Shared Services Proposals are bad for Shepway
"Shared services are fine - but not this way". That's the cross-party reaction of Shepway Councillors on the East Kent Joint Scrutiny Committee in response to a paper on shared services across Shepway, Dover, Canterbury and Thanet Councils.
The controversial proposals to transfer almost all Council services for the 4 Councils to one Council to provide has been discussed over the last few months, with an East Kent Scrutiny meeting in December rejecting the proposal due to lack of information and worries about the lack of democratic control in the proposals. the proposal was brought back to a special meeting today, but after 2 hours of discussion, the cross-Council committee could not come to a majority view on whether to change the previous recommendation after a vote to reject the report was tied 6-6.
A report in today's Folkestone Herald that Shepway was keen to sign up to the project was labelled "incorrect" by Shepway Chief Executive Alistair Stewart.
Shepway has 3 representatives on the Joint Scrutiny Committee (1 Lib Dem, 2 Conservative) and in both December and January they all voted against the proposals. In an email this afternoon to staff and councillors, Shepway Chief Executive Alistair Stewart gave the Council's current position:
"Some of you may have seen an article in today's Folkestone Herald about shared services. The article is based on a report that went to Dover District Council Cabinet on Monday. The article wrongly states that Shepway's Cabinet 'is expected to agree in principle' to share such services as ICT, benefits, environmental health, mail services and community safety with councils in Dover, Thanet and Canterbury.
"This is incorrect assumption on behalf of the reporter.
"Although shared HR, waste and recycling collections and landlord services have, or will, go ahead, I must stress again that we have serious concerns about the proposed joint services project. Our concerns are:
- The set up costs are unquantified
- The time scales seem unrealistic
- The financial model disadvantages authorities that have already started making significant efficiencies and transforming services
- There is a lack of clarity over how staff would be selected to run projects
- The report suggests more of the same rather than a fundamental rethink of service delivery
- There is to be limited member input into setting service levels and costs
"Shepway is supportive of the concept of sharing services to reduce our costs and/or improve our services to our community. But everyone at Shepway agrees that without formal agreement to satisfactorily address our concerns we will not be able to stay within the joint services project."

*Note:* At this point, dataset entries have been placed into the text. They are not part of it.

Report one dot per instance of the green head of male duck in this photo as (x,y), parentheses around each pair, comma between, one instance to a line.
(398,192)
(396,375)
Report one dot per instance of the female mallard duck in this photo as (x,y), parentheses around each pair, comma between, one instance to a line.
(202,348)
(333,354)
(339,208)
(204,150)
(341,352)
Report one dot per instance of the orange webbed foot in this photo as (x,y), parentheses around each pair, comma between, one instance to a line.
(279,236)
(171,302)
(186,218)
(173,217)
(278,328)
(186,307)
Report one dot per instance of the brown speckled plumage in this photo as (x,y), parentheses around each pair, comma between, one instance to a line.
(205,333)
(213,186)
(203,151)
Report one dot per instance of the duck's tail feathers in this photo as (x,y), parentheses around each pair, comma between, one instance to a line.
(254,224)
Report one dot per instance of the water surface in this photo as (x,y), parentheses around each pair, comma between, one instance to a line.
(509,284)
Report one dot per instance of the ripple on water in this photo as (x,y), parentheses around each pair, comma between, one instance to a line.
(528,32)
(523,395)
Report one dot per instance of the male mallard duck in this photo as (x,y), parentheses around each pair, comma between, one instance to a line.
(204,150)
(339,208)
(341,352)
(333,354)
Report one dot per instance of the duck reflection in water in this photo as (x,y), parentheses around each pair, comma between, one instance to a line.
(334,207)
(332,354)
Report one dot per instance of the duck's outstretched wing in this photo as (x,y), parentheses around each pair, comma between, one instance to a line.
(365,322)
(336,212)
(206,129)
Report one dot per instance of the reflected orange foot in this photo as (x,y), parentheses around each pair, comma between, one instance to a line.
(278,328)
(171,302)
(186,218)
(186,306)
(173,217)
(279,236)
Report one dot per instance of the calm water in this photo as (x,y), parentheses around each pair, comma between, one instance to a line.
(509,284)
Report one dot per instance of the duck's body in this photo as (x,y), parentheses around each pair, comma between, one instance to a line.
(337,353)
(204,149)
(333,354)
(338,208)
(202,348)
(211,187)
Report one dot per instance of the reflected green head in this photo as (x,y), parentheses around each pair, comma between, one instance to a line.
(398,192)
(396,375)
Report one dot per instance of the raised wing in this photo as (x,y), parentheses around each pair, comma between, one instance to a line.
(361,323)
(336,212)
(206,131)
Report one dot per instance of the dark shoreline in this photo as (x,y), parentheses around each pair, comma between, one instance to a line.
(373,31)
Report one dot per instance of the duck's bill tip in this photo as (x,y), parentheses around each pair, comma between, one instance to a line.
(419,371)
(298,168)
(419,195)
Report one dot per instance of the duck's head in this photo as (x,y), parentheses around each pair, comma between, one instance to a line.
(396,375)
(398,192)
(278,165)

Lib Dem Councillor Tim Prater, who sits on the East Kent Joint Scrutiny Committee from Shepway, commented:
"The proposals at this time have too little detail, too little democratic control, and assume a 'one size fits all' approach to joint working that is simply a bad way of dealing with essential Council Services.
"We should look at every service in turn, and ask if it's currently as effective as it could be, and look at every option open to the Council. The East Kent proposals simply ruled that out.
"There has been cross-Party agreement in Shepway from the Liberal Democrats and Conservatives that this is not right for Shepway. If other Councils wish to proceed then that's their choice: good luck to them, and they'll need it. if there are not fundamental changes to the project, I hope and believe that when Shepway Councillors are asked to vote on whether to join this project over the next few months, we will give a firm and united 'no'."